At the National Press Club on Tuesday, Federal Treasurer Josh Frydenberg made the serious and unsettling claim that the Australian Labor Party "are trying to sneak into government".
This appears to imply that Frydenberg considers our electoral system vulnerable to manipulation and that any result favourable to Labor could be in some way framed as “sneaky”.
It is an alarming accusation for someone at the highest level of government to make about our electoral process and one that can only sow mistrust and uncertainty amongst voters.
It is extraordinarily reckless for the Treasurer to imply that our electoral process can be compromised in this way. Frydenberg is admitting that he lacks faith in our system if he considers such manipulation a possibility.
We could be forgiven for understanding his comment as an attempt to undermine the process should the Coalition fail to win.
The Treasurer did not elaborate on the mechanics of this “sneaky” victory or what allegedly fraudulent processes would be required to bring it about. Instead, he seeded the disturbing notion of an outcome that could be framed as suspicious or invalid.
Should Labor win the election it will be because Australian citizens voted them into government.
It will not be the result of “sneaky” activities by the ALP or Australian voters.
The suggestion that it could be otherwise is disinformation and it is coming from the highest level of government.
Though no doubt it was not Frydenberg’s intention, he succeeded in confirming the Liberal “born to rule” ideology, in the event you were uncertain. Any result that denies them that divine right must be “sneaky.” If they lose the election it will have been “sneakily” stolen from them.
This deranged thinking may sound familiar: it has echoes of protest by Donald Trump and his supporters following his defeat in the last U.S. Presidential Election. It is born of entitlement, privilege and megalomania, and the inability to accept rejection by the electorate.
It is entirely contemptuous of voters as well as the liberal democracy in which we operate. It is delusional. It is the anguished howl of mediocre men who believed themselves special, finally facing an uncertain future from which their privilege has failed to protect them.
Frydenberg, like his leader, Prime Minister Scott Morrison is prepared to destroy democracy in order to retain power and indeed, this has arguably been the Coalition project for the last nine years.
In one sentence, Frydenberg has laid bare the dangerous inability of his Party to accept a verdict from Australian voters that may not favour the Coalition. The Liberals consider they are "democracy", that no one else has the right to govern, that an election loss is theft and that having multiple candidate choices undermines that democracy.
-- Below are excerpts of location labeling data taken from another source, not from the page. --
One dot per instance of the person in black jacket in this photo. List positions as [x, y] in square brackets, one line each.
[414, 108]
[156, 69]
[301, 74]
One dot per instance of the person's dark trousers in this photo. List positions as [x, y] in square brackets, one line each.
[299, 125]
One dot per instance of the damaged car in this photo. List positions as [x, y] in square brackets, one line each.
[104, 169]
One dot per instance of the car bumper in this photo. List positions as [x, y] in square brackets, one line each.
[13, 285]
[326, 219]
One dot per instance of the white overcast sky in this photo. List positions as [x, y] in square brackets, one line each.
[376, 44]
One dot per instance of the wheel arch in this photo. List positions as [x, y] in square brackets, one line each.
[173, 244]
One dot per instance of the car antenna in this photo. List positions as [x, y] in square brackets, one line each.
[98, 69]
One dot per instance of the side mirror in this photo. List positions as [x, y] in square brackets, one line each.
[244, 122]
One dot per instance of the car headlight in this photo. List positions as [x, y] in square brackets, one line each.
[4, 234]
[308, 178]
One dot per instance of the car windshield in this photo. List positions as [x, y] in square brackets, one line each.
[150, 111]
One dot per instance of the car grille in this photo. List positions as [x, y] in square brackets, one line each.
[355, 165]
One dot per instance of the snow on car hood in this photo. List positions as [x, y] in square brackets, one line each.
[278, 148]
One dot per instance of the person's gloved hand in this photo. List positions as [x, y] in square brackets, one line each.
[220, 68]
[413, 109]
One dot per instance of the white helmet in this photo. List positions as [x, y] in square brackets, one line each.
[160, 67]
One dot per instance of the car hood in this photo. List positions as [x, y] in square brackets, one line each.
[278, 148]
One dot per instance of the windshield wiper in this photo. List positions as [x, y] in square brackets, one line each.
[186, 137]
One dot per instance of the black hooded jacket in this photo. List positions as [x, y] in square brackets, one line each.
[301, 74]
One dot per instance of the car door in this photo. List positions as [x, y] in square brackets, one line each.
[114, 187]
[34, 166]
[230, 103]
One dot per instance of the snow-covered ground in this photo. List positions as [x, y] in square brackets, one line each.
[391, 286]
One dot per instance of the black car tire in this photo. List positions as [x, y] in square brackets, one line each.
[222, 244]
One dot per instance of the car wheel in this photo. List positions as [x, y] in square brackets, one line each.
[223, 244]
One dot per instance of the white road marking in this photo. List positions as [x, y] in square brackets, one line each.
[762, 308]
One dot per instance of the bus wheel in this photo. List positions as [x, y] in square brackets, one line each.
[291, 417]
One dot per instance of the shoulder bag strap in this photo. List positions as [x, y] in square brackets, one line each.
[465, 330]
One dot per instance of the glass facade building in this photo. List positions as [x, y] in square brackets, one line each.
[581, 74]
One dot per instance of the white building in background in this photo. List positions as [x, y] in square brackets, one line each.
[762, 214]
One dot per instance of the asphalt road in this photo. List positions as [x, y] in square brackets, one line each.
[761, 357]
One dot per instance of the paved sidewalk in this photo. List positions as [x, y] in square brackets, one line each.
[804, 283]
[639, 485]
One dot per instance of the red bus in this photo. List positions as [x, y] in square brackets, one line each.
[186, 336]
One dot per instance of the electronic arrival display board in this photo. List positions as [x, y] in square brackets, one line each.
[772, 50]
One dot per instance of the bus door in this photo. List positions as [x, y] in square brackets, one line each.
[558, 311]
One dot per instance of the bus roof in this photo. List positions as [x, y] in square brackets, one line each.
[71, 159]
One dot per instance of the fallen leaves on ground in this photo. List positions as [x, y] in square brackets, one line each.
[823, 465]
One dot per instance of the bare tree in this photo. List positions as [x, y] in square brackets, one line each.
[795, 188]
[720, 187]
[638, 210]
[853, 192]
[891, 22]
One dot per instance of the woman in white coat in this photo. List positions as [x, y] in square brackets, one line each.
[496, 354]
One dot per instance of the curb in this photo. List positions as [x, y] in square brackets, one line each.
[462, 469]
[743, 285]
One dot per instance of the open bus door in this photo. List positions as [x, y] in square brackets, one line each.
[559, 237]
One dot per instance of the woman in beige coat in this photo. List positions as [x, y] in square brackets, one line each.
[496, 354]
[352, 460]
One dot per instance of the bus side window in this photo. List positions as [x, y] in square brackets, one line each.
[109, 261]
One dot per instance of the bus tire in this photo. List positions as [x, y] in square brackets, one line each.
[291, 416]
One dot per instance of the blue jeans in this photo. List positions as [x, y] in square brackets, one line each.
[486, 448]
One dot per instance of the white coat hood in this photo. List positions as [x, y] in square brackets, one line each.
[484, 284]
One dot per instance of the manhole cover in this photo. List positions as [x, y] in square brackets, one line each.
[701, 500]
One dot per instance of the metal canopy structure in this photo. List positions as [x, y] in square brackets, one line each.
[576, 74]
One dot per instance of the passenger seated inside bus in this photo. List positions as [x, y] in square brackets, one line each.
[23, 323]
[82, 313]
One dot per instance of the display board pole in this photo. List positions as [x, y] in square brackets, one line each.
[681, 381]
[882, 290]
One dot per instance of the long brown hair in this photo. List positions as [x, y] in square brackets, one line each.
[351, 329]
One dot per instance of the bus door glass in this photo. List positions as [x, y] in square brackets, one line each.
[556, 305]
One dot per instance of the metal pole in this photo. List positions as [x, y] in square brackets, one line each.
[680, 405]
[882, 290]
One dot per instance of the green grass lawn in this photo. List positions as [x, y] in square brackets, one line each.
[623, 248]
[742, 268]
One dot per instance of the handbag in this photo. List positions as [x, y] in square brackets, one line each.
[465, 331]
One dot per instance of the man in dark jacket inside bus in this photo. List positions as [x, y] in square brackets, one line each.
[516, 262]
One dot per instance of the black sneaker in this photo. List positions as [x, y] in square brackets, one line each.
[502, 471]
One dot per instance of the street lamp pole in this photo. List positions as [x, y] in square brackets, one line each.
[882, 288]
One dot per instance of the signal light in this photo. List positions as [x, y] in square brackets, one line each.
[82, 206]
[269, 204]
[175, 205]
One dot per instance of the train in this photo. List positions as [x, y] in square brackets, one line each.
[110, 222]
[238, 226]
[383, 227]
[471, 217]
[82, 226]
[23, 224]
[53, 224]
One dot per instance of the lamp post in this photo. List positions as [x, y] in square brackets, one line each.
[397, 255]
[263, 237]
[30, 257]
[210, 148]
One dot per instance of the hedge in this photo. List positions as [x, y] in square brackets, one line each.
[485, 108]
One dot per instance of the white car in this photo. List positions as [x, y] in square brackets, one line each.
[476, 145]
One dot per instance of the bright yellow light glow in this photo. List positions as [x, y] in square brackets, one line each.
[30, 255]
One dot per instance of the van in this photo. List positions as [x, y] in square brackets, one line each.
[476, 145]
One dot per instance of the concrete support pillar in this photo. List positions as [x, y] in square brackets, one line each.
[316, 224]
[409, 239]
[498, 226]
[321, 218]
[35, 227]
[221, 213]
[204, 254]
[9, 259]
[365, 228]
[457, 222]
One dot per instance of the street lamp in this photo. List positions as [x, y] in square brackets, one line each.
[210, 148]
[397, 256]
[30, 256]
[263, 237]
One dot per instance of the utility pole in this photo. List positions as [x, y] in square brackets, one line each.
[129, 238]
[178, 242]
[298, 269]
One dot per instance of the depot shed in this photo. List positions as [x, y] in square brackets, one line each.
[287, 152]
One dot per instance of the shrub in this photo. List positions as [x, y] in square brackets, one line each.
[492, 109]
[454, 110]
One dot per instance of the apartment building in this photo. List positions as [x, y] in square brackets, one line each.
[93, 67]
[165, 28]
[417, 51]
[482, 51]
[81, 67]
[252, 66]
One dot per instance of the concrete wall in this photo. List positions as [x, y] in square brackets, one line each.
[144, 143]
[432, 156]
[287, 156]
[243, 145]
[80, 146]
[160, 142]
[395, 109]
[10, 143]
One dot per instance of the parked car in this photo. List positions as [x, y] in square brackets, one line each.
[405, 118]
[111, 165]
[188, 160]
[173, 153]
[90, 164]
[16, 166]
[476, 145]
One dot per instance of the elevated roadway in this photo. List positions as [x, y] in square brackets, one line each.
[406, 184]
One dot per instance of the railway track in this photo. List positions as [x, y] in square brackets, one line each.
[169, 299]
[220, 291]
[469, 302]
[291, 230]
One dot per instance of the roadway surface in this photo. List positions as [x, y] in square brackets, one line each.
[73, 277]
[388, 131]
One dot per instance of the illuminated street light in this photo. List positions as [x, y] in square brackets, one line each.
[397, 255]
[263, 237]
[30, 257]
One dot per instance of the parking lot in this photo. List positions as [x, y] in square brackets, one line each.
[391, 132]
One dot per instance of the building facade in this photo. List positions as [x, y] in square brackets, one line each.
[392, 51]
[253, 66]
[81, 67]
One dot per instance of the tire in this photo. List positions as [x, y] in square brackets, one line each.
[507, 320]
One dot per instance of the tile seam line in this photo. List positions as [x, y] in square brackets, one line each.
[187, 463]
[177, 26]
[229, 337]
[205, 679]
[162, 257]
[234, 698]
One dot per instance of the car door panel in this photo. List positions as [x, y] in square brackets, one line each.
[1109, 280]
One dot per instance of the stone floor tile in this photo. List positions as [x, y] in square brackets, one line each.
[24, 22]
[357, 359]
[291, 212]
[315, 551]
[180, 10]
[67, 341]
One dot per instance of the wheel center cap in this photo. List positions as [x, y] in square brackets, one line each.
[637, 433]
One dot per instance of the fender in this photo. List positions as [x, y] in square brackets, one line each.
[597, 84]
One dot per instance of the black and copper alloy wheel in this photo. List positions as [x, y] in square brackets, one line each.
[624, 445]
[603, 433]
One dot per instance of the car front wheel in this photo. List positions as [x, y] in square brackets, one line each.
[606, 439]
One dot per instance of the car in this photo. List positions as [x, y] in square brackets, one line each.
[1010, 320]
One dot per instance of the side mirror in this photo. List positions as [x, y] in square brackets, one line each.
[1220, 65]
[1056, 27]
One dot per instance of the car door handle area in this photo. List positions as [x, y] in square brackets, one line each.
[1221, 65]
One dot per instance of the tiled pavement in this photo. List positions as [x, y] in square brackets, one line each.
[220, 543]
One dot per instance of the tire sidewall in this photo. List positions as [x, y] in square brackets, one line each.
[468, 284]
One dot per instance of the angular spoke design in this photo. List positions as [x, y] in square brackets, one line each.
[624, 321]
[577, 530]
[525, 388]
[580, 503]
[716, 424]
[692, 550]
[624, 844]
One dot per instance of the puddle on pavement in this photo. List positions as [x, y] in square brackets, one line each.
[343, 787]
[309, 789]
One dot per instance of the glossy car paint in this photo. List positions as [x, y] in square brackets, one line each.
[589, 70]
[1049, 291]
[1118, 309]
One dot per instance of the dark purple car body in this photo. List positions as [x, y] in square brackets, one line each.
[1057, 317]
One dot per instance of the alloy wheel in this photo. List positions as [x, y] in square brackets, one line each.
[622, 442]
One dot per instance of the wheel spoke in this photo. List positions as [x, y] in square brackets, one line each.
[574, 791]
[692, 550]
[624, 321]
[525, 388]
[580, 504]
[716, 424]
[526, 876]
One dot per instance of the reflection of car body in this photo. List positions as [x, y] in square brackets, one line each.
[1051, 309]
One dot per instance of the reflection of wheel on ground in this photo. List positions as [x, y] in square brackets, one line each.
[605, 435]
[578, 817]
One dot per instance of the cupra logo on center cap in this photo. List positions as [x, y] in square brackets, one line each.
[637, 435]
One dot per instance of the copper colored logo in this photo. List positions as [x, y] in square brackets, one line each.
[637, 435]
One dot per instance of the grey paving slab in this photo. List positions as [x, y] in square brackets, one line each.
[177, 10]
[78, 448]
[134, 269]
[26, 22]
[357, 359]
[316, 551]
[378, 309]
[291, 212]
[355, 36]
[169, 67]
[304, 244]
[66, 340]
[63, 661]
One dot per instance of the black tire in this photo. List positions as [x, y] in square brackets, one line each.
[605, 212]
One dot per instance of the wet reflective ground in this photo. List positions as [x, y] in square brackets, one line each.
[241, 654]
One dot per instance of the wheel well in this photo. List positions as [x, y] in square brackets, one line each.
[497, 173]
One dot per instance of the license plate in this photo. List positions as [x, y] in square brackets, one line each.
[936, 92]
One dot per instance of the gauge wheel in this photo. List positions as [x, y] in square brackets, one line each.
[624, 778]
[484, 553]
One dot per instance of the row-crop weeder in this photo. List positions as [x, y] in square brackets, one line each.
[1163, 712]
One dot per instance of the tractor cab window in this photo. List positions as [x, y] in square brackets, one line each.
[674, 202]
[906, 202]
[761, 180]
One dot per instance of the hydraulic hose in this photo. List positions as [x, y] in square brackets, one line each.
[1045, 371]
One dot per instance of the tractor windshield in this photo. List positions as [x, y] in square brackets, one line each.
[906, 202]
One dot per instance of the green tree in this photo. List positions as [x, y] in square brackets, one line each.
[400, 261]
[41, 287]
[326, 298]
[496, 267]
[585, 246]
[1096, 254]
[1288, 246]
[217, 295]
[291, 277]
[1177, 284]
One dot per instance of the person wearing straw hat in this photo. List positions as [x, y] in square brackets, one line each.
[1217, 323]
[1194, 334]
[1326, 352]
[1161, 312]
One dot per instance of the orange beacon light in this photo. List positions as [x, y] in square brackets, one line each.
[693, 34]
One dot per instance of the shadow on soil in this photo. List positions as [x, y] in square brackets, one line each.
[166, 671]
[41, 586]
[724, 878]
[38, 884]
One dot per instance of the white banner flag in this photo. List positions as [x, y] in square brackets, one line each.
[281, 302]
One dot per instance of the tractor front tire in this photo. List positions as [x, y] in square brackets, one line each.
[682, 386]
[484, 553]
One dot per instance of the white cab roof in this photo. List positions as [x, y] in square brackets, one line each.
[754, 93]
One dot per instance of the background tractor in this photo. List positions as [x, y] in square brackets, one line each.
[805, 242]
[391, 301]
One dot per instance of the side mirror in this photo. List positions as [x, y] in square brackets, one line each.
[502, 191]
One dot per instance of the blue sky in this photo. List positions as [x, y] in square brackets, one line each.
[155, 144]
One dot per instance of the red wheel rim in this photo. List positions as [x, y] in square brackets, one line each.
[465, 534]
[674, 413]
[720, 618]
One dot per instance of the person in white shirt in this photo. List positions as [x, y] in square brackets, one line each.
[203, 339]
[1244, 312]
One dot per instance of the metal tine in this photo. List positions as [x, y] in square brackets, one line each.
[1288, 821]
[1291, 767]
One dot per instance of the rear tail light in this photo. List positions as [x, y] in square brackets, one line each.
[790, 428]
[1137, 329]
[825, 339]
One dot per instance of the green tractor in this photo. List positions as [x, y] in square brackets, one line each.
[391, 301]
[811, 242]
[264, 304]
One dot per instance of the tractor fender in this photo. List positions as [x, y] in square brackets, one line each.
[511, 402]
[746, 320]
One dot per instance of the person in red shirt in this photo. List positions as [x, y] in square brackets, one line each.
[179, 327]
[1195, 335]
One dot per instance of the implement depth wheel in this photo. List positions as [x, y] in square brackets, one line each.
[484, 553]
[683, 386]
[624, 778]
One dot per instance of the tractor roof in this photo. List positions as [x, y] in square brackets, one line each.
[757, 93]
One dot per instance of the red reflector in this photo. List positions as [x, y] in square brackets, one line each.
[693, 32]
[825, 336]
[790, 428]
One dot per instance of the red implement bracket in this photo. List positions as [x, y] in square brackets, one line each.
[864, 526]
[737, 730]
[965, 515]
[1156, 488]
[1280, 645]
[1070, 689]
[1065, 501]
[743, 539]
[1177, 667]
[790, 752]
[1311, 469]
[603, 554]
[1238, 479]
This absurd position contains within it its own negation and exemplifies a sense of entitlement that cannot entertain the notion of the common good and responsible governance but is instead focused entirely on retaining power and the personal benefits that brings.
Though at first blush it seems incredible that an Australian election win could be the subject of Trumpian claims that it was “stolen,” in April the Australian Electoral Commission expressed alarm at “dangerous” voter integrity misinformation being imported from the U.S., including baseless claims to do with fraud and altered ballots.
While the disinformation and misinformation spreaders were identified as being from minor parties, and many of their claims are frankly crazed, the Australian Electoral Commission (AEC) was sufficiently concerned to set up pages dedicated to correcting false or mistaken claims, known as the Disinformation Register.
It is not clear whether claims such as that made by Frydenberg come under the AEC’s remit. Likewise, it is not clear if claims made by several Coalition politicians, as well as some media outlets, that voting for Independent candidates will undermine democracy and lead to chaos can be addressed.
On the face of it, the Treasurer’s claim of a “sneaky” Labor win, also postulated by Tim Wilson who is under considerable pressure in his seat of Goldstein from Independent Zoe Daniel, does imply that the legal act of voting as you choose is in some way likely to have been manipulated by the ALP in the event they win.
It also – and more seriously – implies that the system is vulnerable to such manipulation, thus damaging public trust in the central tenet of our democracy.
Whether or not these implications fit the AEC’s definition of disinformation remains to be seen.